Ears The Thing: Dog ear shapes can vary, but often the way a dog holds his ear can tell us about the dog’s state of mind. Ears that are held in a loose relaxed manner generally indicate a happy dog. Ears that are pinned back could indicate a frightened or aggressive dog. Ears pricked forward indicate a dog that is concentrating on something.
Smooth Moves: A happy, healthy dog normally moves with relaxed, smooth movements. A dog that is tense, stiff or shrinking into itself could indicate an aggressive or fearful dog or a dog that is in pain.
Tell Tails: Most people think a wagging tail is a friendly dog. This is one of the most misunderstood body language signals in a dog. A vigorously wagging tail often held in line with the spine, indicates a happy, friendly dog. A tail that is held erect and wagged in a stiff manner indicates a dog could be uncertain or aggressively aroused. A tail that is held low or even curled under the body indicates an apprehensive, frightened or nervous dog.
The Destroyer: Happy dogs don’t show destructive behaviours. Chewing is a natural behaviour in dogs, especially in young puppies. A happy dog is one that gets plenty of mental and physical exercise. Adult dogs that are destructive around the home are often lacking exercise, stressed, bored, have separation anxiety or even have a medical issue.
Let’s Get Physical: Happy dogs enjoy playtime and walks. Whilst aged or dogs may require less exercise, if your dog seems abnormally quiet, uninterested in play or refusing to go for a walk, do get him checked for sickness, injury or a behaviour issue.
Yummy For My Tummy: A healthy appetite is a sign of a content canine.

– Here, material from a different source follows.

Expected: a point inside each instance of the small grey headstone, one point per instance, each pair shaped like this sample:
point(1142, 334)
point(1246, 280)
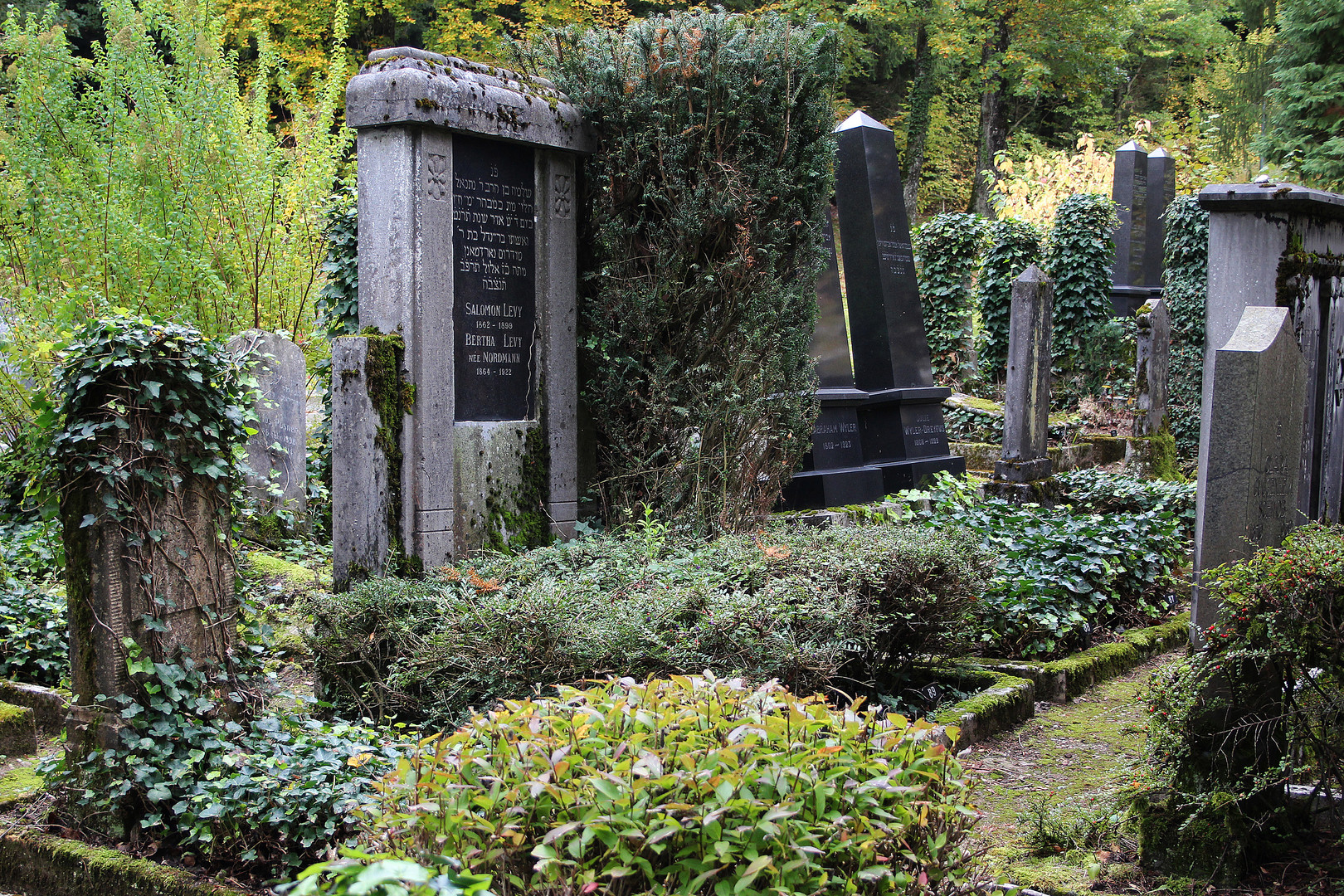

Whilst many dogs have small appetites, if your usually ravenous dog seems to go off his food and won’t even eat his favourite treats, it is a
sign that something is wrong. Conversely, if a dog’s appetite suddenly shows a drastic increase, it could be a symptom of a health condition.
Shine Fine: A healthy coat is a good gauge that your dog is happy and healthy. Dogs that are excessively shedding, have rough, dry coats, bald patches or flaky skin should get checked out by a veterinarian for health issues and a behaviourist for stress related issues.